3.1 La constitution d'un front de résistance morale à l'échelle internationale

3.1.4 Romain Rolland en quête de soutien en Suède et en Tchécoslovaquie

Deux noms paraissent symboliser la relation de Romain Rolland à la Suède : celui de Sven Soderman d’abord, qui fut un critique perspicace et un fin connaisseur de l’œuvre de Romain Rolland. Son analyse riche des écrits de l’intellectuel français contribuèrent sans aucun doute au choix du Comité Nobel en 1915244. Le second est celui d’Ellen Key, dont le fonds Romain Rolland à Paris comme le fonds Ellen Key de la Bibliothèque royale de Stockholm semblent témoigner de leur intense relation épistolaire. C’est Louise Cruppi245qui attire l’intérêt de Rolland à l’égard de Key.
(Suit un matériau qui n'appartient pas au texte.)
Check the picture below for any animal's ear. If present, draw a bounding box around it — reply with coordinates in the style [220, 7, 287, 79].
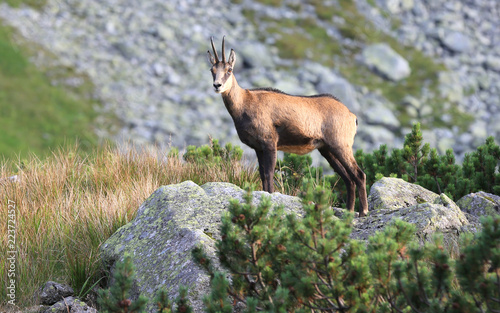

Dès 1911, il lui fait parvenir les volumes de Jean-Christophe ce qui marquera le début d’une longue amitié et correspondance. C’est notamment elle qui traduit l’article Au-dessus de la Mêlée en suédois. Elle s’adresse à lui en français :

« Tous les articles que vous m’avez envoyés ont été publiés dans le journal libéral de Stockholm, Dagens Nyheter. La semaine passée, Vernon Lee a proposé de vous donner le prix Nobel, comme étant le seul au-dessus de la mêlée… Les Grautoff m’ont raconté qu’ils ne vous comprennent plus : les Allemands demandent l’approbation entière pour toutes leurs actions dans cette guerre. Le seul Stefan Zweig est aussi au-dessus de la mêlée. J’ai parlé, dans un journal suédois, de l’Allemagne de Goethe qu’on aime, et de l’Allemagne de Bismarck qu’on n’aime pas. Un dénonciateur suédois a fait des extraits faussant le sens total. Et maintenant, on crache sur moi, en Allemagne. Et même en Suède, beaucoup de personnes défendent le meurtre du Lusitania… Il faut bien du courage pour encore croire en l’humanité. Mais parmi ceux-là est encore votre très dévouée."246

Ellen Key est mentionnée dans plusieurs lettres que Romain Rolland écrit à sa mère.

243 Ibid, p.1763.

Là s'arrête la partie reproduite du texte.